Dear all kind helpers,
First of all I would like to apologize you all, if I assume anything wrong or too annoying to tolerate here. Since I'm a basic immunologist who start to learn RNAseq, I hope you understand how far I can go with confusion and misunderstanding.
I have read 'IHW' package and try to apply it for uninformative gene filtering.
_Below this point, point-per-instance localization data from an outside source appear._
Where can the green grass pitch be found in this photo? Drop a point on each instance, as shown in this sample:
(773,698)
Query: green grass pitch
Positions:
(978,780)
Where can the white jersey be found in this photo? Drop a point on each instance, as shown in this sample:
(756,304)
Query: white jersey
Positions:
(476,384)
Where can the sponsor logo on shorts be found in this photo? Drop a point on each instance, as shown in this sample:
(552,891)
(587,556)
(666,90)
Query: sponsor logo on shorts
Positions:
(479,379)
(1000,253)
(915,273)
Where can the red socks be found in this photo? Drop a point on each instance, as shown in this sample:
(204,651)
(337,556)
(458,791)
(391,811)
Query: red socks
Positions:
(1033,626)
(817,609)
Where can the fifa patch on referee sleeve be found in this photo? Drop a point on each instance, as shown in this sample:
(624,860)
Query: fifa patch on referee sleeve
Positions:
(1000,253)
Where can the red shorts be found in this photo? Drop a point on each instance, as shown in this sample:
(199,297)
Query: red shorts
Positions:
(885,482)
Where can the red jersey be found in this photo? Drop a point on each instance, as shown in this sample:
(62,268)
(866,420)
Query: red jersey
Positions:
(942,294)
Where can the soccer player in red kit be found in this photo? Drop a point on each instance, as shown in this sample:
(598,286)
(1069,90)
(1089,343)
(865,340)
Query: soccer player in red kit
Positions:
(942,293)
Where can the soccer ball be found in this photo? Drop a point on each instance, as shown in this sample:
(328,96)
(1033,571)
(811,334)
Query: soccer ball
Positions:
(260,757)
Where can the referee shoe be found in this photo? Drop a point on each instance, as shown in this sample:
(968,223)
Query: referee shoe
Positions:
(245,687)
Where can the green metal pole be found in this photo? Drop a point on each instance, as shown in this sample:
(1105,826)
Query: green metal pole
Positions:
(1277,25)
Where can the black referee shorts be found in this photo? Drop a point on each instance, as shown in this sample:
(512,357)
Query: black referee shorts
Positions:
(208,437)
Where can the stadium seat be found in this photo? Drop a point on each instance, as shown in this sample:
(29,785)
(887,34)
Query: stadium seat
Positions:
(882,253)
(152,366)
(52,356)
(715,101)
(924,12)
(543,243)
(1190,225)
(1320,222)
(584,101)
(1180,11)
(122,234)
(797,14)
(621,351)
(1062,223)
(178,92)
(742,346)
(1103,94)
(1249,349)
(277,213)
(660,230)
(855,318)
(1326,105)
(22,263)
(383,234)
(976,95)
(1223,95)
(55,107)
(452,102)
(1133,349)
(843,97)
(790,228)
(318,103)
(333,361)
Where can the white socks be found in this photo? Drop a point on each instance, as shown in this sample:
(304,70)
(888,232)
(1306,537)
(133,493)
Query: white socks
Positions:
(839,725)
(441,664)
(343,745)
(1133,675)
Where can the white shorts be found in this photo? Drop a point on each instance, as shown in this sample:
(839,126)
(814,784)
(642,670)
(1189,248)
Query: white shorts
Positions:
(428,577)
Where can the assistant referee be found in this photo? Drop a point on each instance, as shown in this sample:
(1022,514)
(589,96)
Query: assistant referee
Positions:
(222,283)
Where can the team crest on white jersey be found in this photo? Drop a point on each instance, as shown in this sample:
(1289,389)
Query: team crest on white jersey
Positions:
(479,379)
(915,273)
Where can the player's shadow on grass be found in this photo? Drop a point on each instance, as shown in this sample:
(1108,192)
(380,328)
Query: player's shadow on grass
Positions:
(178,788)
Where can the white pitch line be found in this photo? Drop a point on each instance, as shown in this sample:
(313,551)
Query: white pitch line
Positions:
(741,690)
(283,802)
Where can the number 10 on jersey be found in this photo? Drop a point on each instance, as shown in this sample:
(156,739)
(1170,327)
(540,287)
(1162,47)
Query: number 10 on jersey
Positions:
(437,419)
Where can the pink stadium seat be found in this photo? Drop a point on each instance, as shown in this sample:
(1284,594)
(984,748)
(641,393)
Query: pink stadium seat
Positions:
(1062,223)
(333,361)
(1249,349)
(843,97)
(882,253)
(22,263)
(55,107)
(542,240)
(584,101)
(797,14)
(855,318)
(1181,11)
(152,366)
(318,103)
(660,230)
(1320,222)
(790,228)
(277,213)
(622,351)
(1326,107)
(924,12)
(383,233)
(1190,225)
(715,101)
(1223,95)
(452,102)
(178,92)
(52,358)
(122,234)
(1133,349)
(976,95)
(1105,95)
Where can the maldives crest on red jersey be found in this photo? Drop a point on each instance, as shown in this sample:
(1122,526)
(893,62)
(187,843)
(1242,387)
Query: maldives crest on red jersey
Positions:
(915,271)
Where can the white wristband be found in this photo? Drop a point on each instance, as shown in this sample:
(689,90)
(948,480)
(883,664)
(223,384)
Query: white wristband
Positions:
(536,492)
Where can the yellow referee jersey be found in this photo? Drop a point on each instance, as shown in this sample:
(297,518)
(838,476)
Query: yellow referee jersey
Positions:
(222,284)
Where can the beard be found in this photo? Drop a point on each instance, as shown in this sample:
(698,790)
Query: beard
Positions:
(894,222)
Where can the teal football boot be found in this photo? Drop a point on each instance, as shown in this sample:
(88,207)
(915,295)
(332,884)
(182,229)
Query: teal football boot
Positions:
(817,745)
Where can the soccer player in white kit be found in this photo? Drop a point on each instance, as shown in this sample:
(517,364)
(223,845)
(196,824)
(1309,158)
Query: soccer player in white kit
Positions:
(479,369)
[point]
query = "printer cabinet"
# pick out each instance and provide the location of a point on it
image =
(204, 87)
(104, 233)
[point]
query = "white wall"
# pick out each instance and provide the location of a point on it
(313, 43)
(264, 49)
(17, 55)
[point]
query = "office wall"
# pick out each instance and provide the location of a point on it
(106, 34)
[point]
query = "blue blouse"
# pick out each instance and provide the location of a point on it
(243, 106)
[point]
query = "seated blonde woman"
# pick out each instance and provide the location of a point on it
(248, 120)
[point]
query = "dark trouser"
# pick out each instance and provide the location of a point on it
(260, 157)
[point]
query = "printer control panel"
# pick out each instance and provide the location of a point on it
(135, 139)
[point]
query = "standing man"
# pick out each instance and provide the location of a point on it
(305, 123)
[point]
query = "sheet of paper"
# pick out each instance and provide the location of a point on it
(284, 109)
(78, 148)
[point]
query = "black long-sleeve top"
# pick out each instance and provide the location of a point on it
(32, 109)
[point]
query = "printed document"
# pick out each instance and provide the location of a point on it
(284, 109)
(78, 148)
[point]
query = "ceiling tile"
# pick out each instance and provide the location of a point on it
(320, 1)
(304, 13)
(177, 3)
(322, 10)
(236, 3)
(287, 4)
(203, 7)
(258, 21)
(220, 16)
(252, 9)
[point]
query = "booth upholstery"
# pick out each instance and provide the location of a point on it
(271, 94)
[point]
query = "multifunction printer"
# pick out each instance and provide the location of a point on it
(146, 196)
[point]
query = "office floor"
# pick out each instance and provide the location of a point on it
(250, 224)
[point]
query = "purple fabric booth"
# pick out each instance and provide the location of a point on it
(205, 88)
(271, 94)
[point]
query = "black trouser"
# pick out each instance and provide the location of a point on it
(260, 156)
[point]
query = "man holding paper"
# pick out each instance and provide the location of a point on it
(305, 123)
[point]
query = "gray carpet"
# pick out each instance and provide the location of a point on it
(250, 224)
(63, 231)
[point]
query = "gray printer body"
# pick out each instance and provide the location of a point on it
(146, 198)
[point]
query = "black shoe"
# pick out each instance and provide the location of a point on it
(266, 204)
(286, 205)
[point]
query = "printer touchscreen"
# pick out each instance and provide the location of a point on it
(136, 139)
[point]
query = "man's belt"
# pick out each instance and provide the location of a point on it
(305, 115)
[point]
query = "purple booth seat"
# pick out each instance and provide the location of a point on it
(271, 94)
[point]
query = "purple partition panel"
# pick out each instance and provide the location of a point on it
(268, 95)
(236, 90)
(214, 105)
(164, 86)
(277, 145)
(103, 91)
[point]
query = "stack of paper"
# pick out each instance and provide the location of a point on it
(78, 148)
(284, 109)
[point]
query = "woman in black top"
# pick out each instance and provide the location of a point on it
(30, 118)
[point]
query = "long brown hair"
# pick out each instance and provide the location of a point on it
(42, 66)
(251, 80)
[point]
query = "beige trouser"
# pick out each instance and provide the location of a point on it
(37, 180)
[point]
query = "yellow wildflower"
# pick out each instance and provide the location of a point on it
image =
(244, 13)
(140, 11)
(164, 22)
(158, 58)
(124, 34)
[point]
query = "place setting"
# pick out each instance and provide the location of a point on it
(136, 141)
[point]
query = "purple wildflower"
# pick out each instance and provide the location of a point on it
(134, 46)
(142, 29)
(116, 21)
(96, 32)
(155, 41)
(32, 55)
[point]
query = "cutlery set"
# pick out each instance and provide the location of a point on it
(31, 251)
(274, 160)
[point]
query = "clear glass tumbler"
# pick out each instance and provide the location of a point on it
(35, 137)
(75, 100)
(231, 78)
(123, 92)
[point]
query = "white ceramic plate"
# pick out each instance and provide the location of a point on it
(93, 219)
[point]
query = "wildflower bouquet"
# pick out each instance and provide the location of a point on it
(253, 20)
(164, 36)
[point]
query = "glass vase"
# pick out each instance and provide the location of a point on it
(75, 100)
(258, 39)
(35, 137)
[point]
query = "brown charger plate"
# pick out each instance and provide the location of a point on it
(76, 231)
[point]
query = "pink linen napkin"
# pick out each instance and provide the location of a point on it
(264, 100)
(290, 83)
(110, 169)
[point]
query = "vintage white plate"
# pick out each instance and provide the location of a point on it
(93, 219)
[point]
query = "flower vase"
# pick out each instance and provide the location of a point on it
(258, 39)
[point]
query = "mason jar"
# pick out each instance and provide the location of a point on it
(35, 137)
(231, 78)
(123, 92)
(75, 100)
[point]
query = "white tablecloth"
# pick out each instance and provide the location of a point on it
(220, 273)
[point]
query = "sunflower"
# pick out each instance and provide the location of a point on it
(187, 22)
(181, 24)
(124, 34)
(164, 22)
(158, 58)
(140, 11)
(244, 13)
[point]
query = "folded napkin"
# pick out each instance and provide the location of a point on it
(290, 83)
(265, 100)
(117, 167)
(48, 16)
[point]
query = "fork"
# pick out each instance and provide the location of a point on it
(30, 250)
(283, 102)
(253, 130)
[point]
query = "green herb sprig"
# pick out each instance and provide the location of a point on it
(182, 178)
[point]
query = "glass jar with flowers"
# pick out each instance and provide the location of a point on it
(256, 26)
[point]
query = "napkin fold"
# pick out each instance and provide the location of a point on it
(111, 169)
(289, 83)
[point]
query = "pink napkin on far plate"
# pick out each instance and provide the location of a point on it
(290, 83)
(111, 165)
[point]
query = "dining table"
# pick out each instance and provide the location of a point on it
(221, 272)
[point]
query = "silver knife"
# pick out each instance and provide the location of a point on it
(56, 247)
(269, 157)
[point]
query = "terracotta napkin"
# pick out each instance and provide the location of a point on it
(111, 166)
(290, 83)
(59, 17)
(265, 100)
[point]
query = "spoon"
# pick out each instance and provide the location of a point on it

With the same 'airway' data use in the package introduction, I modify the script a bit in order to acquire the best α value that renders the largest number of significant genes at FDR<=0.1. The script is as following.
library("IHW")
library("DESeq2")
library("dplyr")
data("airway", package = "airway")
dds <- DESeqDataSet(se = airway, design = ~ cell + dex) %>% DESeq
deRes <- as.data.frame(results(dds))
sel <- vector(mode='integer')
for(i in seq(from=0, to=0.5, by=0.01)) {
ihwRes <- ihw(pvalue ~ baseMean, data = deRes, alpha = i)
temp <- sum(adj_pvalues(ihwRes) <= 0.1, na.rm = TRUE)
sel <- c(sel, temp)
}
names(sel) <- seq(from=0, to=0.5, by=0.01)
sel_alpha <- as.numeric(names(which.max(sel))) #At this point I acquire alpha value which gave me maximal gene number with FDR<=0.1
ihwRes <- ihw(pvalue ~ baseMean, data = deRes, alpha = sel_alpha)
adj_pvalues(ihwRes) <= sel_alpha
gene_ind <- which(adj_pvalues(ihwRes) <= sel_alpha) # At this point I acquire filtered gene indices.
filtered_count_table <- counts(dds)[gene_ind,] # Now I acquired filtered count table.
sessionInfo()
R version 3.3.2 (2016-10-31)
Platform: x86_64-pc-linux-gnu (64-bit)
Running under: Ubuntu 16.04.1 LTS
locale:
[1] LC_CTYPE=en_US.UTF-8 LC_NUMERIC=C
[3] LC_TIME=th_TH.UTF-8 LC_COLLATE=en_US.UTF-8
[5] LC_MONETARY=th_TH.UTF-8 LC_MESSAGES=en_US.UTF-8
[7] LC_PAPER=th_TH.UTF-8 LC_NAME=C
[9] LC_ADDRESS=C LC_TELEPHONE=C
[11] LC_MEASUREMENT=th_TH.UTF-8 LC_IDENTIFICATION=C
attached base packages:
[1] parallel stats4 stats graphics grDevices utils datasets
[8] methods base
other attached packages:
[1] IHW_1.2.0 dplyr_0.5.0
[3] DESeq2_1.14.1 SummarizedExperiment_1.4.0
[5] Biobase_2.34.0 GenomicRanges_1.26.2
[7] GenomeInfoDb_1.10.2 IRanges_2.8.1
[9] S4Vectors_0.12.1 BiocGenerics_0.20.0
My questions are as following:
- According to the above script, would you please clarify me if I acquire my filtered count table correctly or not?
- In case that I plan to apply 'IHW' package with 'edgeR', 'limma' and 'EBSeq', what is the suitable covariate for each package and how to acquire them?
With great respects,
Kaj Chokeshaiusaha
Thank you very much for your great and very helpful answer!!